Deux Coqs vivaient en paix : une Poule survint,
Et voilà la guerre allumée.
Amour, tu perdis Troie ; et c’est de toi que vint
Cette querelle envenimée,
Où du sang des Dieux même on vit le Xanthe teint.
Longtemps entre nos Coqs le combat se maintint :
Le bruit s’en répandit par tout le voisinage.

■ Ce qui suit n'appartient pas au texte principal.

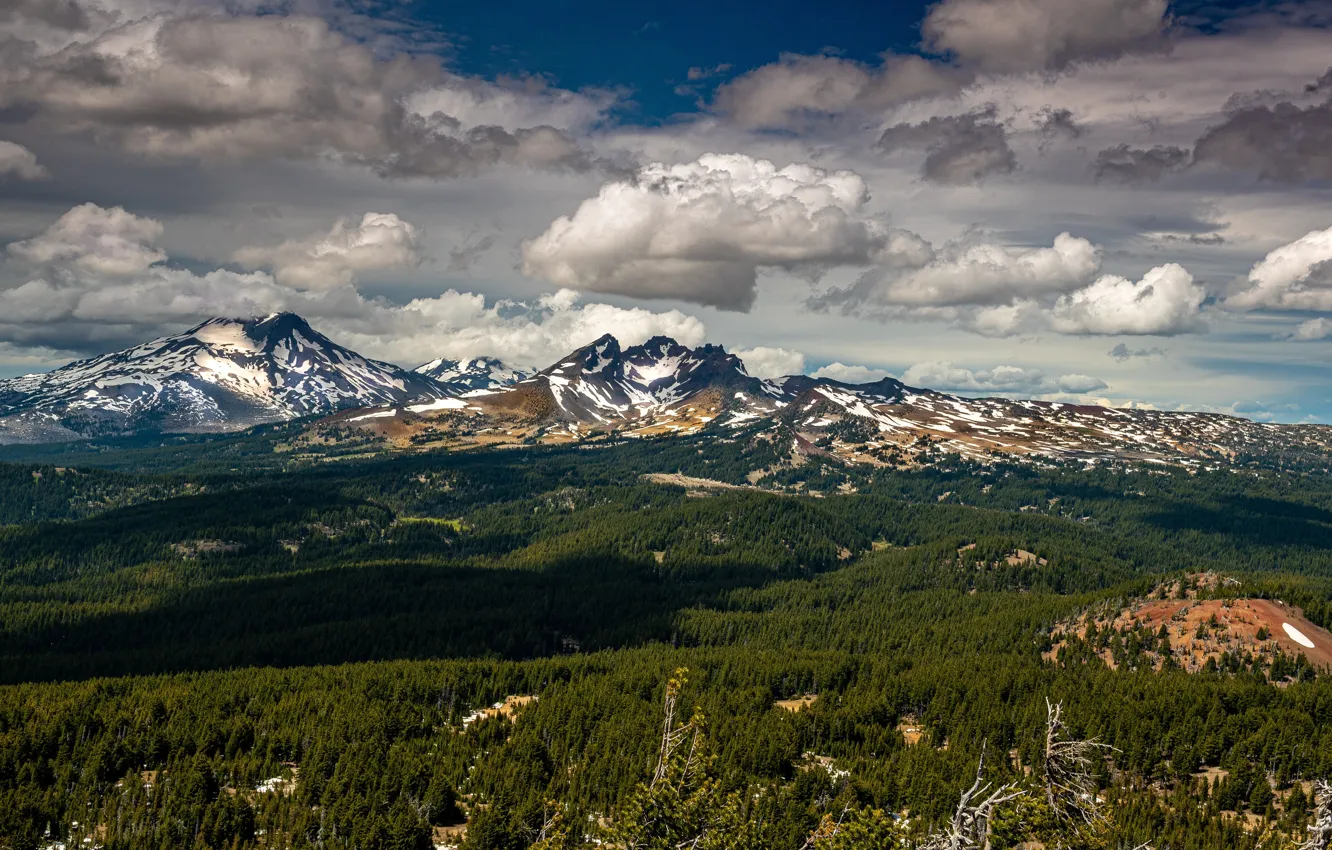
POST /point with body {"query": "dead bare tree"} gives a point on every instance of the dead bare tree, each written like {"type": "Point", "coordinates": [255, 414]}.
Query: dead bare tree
{"type": "Point", "coordinates": [671, 736]}
{"type": "Point", "coordinates": [970, 825]}
{"type": "Point", "coordinates": [1320, 833]}
{"type": "Point", "coordinates": [1070, 785]}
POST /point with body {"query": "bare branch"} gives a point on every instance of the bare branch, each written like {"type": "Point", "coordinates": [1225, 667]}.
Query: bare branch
{"type": "Point", "coordinates": [1070, 784]}
{"type": "Point", "coordinates": [970, 825]}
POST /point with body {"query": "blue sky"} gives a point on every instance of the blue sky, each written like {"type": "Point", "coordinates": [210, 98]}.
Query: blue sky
{"type": "Point", "coordinates": [1112, 201]}
{"type": "Point", "coordinates": [650, 47]}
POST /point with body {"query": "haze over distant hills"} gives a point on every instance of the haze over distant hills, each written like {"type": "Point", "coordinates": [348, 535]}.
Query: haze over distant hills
{"type": "Point", "coordinates": [231, 373]}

La gent qui porte crête au spectacle accourut.
Plus d’une Hélène au beau plumage
Fut le prix du vainqueur ; le vaincu disparut.
Il alla se cacher au fond de sa retraite,
Pleura sa gloire et ses amours,
Ses amours qu’un rival tout fier de sa défaite
Possédait à ses yeux. Il voyait tous les jours
Cet objet rallumer sa haine et son courage.
Il aiguisait son bec, battait l’air et ses flancs,
Et s’exerçant contre les vents
S’armait d’une jalouse rage.
Il n’en eut pas besoin. Son vainqueur sur les toits
S’alla percher, et chanter sa victoire.
Un Vautour entendit sa voix :
Adieu les amours et la gloire.
Tout cet orgueil périt sous l’ongle du Vautour.
Enfin par un fatal retour
Son rival autour de la Poule
S’en revint faire le coquet :
Je laisse à penser quel caquet,
Car il eut des femmes en foule.
La Fortune se plaît à faire de ces coups ;
Tout vainqueur insolent à sa perte travaille.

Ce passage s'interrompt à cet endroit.